Raymon tressaillit au souvenir de cette soirée, où il avait parlé à Indiana pour la première fois. Il se rappela en même temps qu’il avait remarqué à ce bal la figure distinguée et les yeux spirituels de la jeune personne avec laquelle il parlait en ce moment ; mais il n’avait pas demandé alors qui elle était.

Ce ne fut qu’en sortant, et lorsqu’il félicitait M. Hubert des grâces de sa fille, qu’il apprit son nom.

« Je n’ai pas le bonheur d’être son père, répondit l’industriel ; mais je m’en suis dédommagé en l’adoptant. Vous ne savez, donc pas mon histoire ?

— Malade depuis plusieurs mois, répondit Raymon, je ne sais de vous que le bien que vous avez déjà fait dans ce pays.

— Il est des gens, répondit M. Hubert en souriant, qui me font un grand mérite de l’adoption de mademoiselle de Nangy ; mais vous, Monsieur, qui avez l’âme élevée, vous allez voir si j’ai fait autre chose que ce que la délicatesse me prescrivait. Veuf, sans enfants, je me trouvai il y a dix ans à la tête de fonds assez considérables, fruits de mon travail, que je cherchais à placer. Je trouvai à acheter en Bourgogne la terre et le château de Nangy, qui étaient des biens nationaux fort à ma convenance. J’en étais propriétaire depuis quelque temps, lorsque j’appris que l’ancien seigneur de ce domaine vivait retiré dans une chaumière avec sa petite-fille, âgée de sept ans, et que leur existence était misérable. Ce vieillard avait bien reçu des indemnités, mais il les avait consacrées à payer religieusement les dettes contractées dans l’émigration. Je voulus adoucir son sort, et lui offrir un asile chez moi ; mais il avait conservé dans son infortune tout l’orgueil de son rang. Il refusa de rentrer comme par charité dans le manoir de ses pères, et mourut peu de temps après mon arrivée, sans vouloir accepter de moi aucun service. Alors je recueillis son enfant. Déjà fière, la petite patricienne agréa mes soins malgré elle ; mais à cet âge les préjugés ont peu de racine, et les résolutions peu de durée. Elle s’accoutuma bientôt à me regarder comme son père, et je l’ai élevée comme ma propre fille. Elle m’en a bien récompensé par le bonheur qu’elle répand sur mes vieux jours. Aussi, pour me l’assurer, ce bonheur, j’ai adopté mademoiselle de Nangy, et je n’aspire maintenant qu’à lui trouver un mari digne d’elle et capable de gérer habilement les biens que je lui laisserai. »
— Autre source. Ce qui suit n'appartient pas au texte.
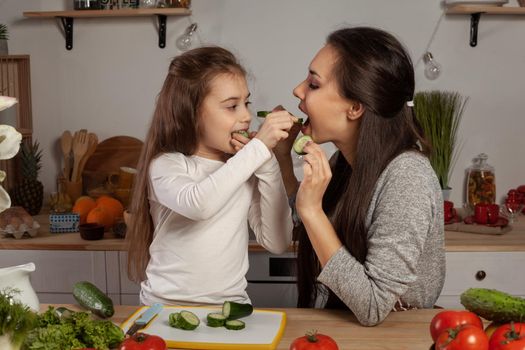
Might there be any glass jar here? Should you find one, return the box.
[467,153,496,210]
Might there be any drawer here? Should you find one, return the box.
[441,252,525,296]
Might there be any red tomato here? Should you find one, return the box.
[489,323,525,350]
[435,325,489,350]
[290,332,339,350]
[430,310,483,341]
[119,333,168,350]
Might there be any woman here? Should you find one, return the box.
[276,27,445,326]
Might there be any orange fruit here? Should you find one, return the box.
[96,196,124,220]
[71,196,97,224]
[86,206,115,231]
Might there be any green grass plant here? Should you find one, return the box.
[414,91,468,189]
[0,23,9,40]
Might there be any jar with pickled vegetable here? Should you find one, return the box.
[467,153,496,210]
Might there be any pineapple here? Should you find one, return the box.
[12,141,44,215]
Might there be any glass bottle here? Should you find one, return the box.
[467,153,496,210]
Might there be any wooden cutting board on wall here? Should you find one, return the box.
[82,136,144,193]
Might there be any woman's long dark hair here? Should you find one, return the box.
[126,47,246,282]
[297,27,428,308]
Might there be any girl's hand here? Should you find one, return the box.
[295,141,332,216]
[255,111,297,149]
[230,132,255,153]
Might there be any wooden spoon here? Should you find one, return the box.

Insensiblement, cet excellent homme, encouragé par l’intérêt que Raymon accordait à ses confidences, le mit bourgeoisement, dès la première entrevue, dans le secret de toutes ses affaires. Son auditeur attentif comprit qu’il avait là une belle et large fortune établie avec l’ordre le plus minutieux, et qui n’attendait pour paraître dans tout son lustre qu’un consommateur plus jeune et de mœurs plus élégantes que le bon Hubert. Il sentit qu’il pouvait être l’homme appelé à cette tâche agréable, et il remercia la destinée ingénieuse qui conciliait tous ses intérêts en lui offrant, à l’aide d’incidents romanesques, une femme de son rang à la tête d’une belle fortune plébéienne. C’était un coup du sort à ne pas laisser échapper, et il y mit toute son habileté. Par-dessus le marché, l’héritière était charmante ; Raymon se réconcilia un peu avec sa providence. Quant à madame Delmare, il ne voulut pas y penser. Il chassa les craintes que lui inspirait de temps en temps sa lettre ; il chercha à se persuader que la pauvre Indiana n’en saisirait pas les intentions ou n’aurait pas le courage d’y répondre ; enfin il réussit à s’abuser lui-même et à ne se pas croire coupable, car Raymon eût eu en horreur de se trouver égoïste. Il n’était pas de ces scélérats ingénus qui viennent sur la scène faire à leur propre cœur la naïve confession de leurs vices. Le vice ne se mire pas dans sa propre laideur, car il se ferait peur à lui-même, et le Yago de Shakspeare, personnage si vrai dans ses actions, est faux dans ses paroles, forcé qu’il est par nos conventions dramatiques de venir dévoiler lui-même les replis secrets de son cœur tortueux et profond. L’homme met rarement ainsi de sang-froid sa conscience sous ses pieds. Il la retourne, il la presse, il la tiraille, il la déforme ; et quand il l’a faussée, avachie et usée, il la porte avec lui comme un gouverneur indulgent et facile qui se plie à ses passions et à ses intérêts, mais qu’il feint toujours de consulter et de craindre.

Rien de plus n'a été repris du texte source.